The Financial Times reported on Monday that artificial intelligence startup Anthropic will soon brief the Financial Stability Board. The tech company plans to reveal serious cyber vulnerabilities inside the global financial system. Anthropic discovered these massive security holes using its brand-new artificial intelligence model known as Mythos.
Bank of England Governor Andrew Bailey personally asked for this high-level security briefing. Bailey serves as the chairman of the Financial Stability Board. This powerful global risk watchdog coordinates financial rules and security standards for the massive G20 economies.
During the upcoming meeting, the makers of the popular Claude chatbot will speak directly to top officials from leading finance ministries and central banks. The Anthropic team will explain the exact capabilities of its new Mythos Preview AI model. They want to show global leaders how the software finds hidden digital flaws.
The stakes for this meeting are incredibly high. The global banking sector handles massive amounts of money every single second of the day. Security experts estimate that a coordinated cyberattack on major banks could easily steal well over $1 billion in just a few minutes. If a hacker group manages to cause a system failure affecting even just 1.5% of global digital transactions, it would cause immediate panic in the stock market and freeze consumer accounts worldwide.
Anthropic announced the Mythos project last month but keeps the software locked away from the public for now. The company designed this unique cybersecurity model to detect decades-old vulnerabilities. The AI digs through old web browsers, core network infrastructure, and outdated software code to find broken digital locks.
Cybersecurity experts immediately raised red flags when Anthropic announced the project. These security professionals warned that hackers could use the system to supercharge highly sophisticated cyberattacks. A tool designed to find weak spots gives criminals a perfect map to break into secure networks.
This creates a terrifying risk for the global banking industry. Many major financial institutions still rely on legacy technology systems built decades ago. Banks find it incredibly difficult and expensive to replace these old computer mainframes. If Mythos exposes hidden bugs in this ancient code, banks might not have the time or ability to fix the holes before hackers strike.
Governor Bailey openly shared his fears about this exact scenario during an event at Columbia University in New York last April. He warned his audience that the new Mythos software could pose unprecedented security risks to the entire cyber world.

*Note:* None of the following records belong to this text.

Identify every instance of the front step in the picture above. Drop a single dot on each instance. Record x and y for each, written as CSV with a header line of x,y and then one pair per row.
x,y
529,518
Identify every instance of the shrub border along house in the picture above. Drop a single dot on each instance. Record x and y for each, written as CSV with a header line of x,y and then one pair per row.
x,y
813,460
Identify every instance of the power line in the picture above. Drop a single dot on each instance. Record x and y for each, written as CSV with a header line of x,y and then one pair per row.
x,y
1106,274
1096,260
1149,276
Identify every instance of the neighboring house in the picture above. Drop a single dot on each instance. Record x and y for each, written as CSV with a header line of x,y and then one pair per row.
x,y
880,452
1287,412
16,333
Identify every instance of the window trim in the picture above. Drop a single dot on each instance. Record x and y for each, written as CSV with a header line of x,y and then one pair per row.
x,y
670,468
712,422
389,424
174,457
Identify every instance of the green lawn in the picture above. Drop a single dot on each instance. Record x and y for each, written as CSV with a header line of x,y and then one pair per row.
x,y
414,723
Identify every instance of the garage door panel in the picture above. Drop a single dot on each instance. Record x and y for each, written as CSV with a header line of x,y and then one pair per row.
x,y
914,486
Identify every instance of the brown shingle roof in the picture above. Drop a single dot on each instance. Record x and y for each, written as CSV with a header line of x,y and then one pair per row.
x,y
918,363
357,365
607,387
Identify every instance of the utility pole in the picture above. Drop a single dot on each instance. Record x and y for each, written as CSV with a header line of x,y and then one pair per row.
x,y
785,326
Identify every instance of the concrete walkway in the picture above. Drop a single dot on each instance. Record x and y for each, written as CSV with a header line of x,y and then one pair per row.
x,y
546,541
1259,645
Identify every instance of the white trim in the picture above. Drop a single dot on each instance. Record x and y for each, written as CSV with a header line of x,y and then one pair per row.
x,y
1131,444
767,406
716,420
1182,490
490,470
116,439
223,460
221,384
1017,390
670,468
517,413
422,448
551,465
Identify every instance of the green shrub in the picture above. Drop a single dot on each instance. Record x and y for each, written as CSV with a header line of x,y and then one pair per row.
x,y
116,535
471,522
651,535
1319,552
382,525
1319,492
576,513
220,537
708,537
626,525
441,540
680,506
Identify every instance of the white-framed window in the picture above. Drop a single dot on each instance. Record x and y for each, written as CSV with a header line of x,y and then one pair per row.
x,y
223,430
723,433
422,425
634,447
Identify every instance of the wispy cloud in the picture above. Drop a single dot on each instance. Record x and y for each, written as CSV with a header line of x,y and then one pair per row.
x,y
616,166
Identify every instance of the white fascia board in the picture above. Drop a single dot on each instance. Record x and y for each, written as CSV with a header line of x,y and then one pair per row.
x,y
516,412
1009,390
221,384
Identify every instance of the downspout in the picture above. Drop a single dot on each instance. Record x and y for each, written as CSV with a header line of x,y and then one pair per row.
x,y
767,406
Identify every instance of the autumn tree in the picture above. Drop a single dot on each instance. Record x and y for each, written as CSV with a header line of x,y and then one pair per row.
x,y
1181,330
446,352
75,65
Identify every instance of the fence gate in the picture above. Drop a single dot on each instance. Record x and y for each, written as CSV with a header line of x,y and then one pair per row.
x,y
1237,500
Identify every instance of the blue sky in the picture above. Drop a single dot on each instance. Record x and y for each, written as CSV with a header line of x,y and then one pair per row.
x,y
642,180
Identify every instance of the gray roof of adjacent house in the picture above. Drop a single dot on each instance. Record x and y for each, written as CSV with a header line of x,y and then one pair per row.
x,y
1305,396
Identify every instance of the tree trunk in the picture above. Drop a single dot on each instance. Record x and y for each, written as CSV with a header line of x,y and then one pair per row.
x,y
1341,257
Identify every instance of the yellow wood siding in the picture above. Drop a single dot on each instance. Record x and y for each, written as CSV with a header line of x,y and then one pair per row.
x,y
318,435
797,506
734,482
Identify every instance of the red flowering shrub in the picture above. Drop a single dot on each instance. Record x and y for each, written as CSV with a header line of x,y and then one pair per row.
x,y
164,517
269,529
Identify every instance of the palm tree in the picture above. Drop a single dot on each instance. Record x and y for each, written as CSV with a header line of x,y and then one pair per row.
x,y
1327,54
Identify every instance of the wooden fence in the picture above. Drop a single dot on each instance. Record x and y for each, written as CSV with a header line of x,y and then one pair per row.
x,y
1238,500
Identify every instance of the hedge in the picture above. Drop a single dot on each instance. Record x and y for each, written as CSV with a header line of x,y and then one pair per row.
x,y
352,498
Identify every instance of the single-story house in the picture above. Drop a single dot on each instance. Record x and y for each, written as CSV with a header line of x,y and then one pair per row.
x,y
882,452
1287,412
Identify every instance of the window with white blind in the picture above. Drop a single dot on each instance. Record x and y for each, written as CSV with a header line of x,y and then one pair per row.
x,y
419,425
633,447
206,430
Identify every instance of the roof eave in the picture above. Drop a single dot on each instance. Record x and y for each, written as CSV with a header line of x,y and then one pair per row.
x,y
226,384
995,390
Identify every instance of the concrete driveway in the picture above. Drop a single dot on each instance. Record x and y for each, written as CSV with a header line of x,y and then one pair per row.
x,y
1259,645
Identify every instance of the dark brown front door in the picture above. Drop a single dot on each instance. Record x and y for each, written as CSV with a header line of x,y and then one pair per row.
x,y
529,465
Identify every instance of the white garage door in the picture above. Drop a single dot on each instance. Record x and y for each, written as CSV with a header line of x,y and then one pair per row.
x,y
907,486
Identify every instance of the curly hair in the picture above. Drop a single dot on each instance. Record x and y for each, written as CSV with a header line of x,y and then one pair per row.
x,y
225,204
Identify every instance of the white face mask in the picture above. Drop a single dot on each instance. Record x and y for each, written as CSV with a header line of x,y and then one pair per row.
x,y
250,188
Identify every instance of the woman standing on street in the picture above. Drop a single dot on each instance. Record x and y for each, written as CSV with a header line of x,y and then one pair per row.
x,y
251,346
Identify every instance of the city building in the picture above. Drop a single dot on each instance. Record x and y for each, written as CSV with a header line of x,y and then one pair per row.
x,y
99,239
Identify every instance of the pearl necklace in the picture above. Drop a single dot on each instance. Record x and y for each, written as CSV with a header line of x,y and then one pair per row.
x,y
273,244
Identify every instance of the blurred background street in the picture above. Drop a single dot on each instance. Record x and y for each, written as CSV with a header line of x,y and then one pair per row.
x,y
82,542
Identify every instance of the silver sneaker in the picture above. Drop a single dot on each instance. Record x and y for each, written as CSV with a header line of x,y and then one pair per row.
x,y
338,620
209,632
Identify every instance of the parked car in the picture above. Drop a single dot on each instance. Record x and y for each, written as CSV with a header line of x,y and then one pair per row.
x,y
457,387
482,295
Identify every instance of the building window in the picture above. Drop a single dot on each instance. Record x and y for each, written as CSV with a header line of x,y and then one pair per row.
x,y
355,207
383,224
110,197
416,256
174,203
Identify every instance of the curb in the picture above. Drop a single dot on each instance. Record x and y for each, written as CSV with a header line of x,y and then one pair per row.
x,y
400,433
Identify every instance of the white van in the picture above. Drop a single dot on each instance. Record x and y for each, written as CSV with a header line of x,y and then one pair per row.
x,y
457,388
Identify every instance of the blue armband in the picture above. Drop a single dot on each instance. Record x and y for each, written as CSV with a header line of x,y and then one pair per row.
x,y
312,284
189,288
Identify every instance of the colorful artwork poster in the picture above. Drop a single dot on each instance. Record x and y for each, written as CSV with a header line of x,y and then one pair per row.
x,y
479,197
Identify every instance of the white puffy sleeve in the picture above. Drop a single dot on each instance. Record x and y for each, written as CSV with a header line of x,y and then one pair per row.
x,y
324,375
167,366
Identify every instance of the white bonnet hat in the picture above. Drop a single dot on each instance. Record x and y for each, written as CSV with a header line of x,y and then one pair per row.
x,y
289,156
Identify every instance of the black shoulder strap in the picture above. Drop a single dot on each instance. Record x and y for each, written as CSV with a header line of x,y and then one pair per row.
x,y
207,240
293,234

Bailey told the crowd that people usually view international conflicts as the biggest challenge to global stability. However, he pointed out that the world recently woke up to find that Anthropic might have found a way to crack the whole cyber risk world wide open.
The central bank leader explained the core of the problem. He questioned how easily this new artificial intelligence product can identify exploitable vulnerabilities in other computer systems. If the AI hands hackers a list of unpatched flaws, the financial sector faces an impossible defense scenario.
Journalists reached out to both Anthropic and the Financial Stability Board on Monday for more details. Neither organization provided an immediate response to confirm the exact date of the upcoming briefing or who exactly will attend the closed-door sessions.
Financial regulators and tech companies now face a difficult balancing act. Artificial intelligence tools like Mythos hold incredible power to help companies fix their networks. However, until banks upgrade their aging computer systems, keeping these powerful AI tools out of the wrong hands remains the top priority for global leaders.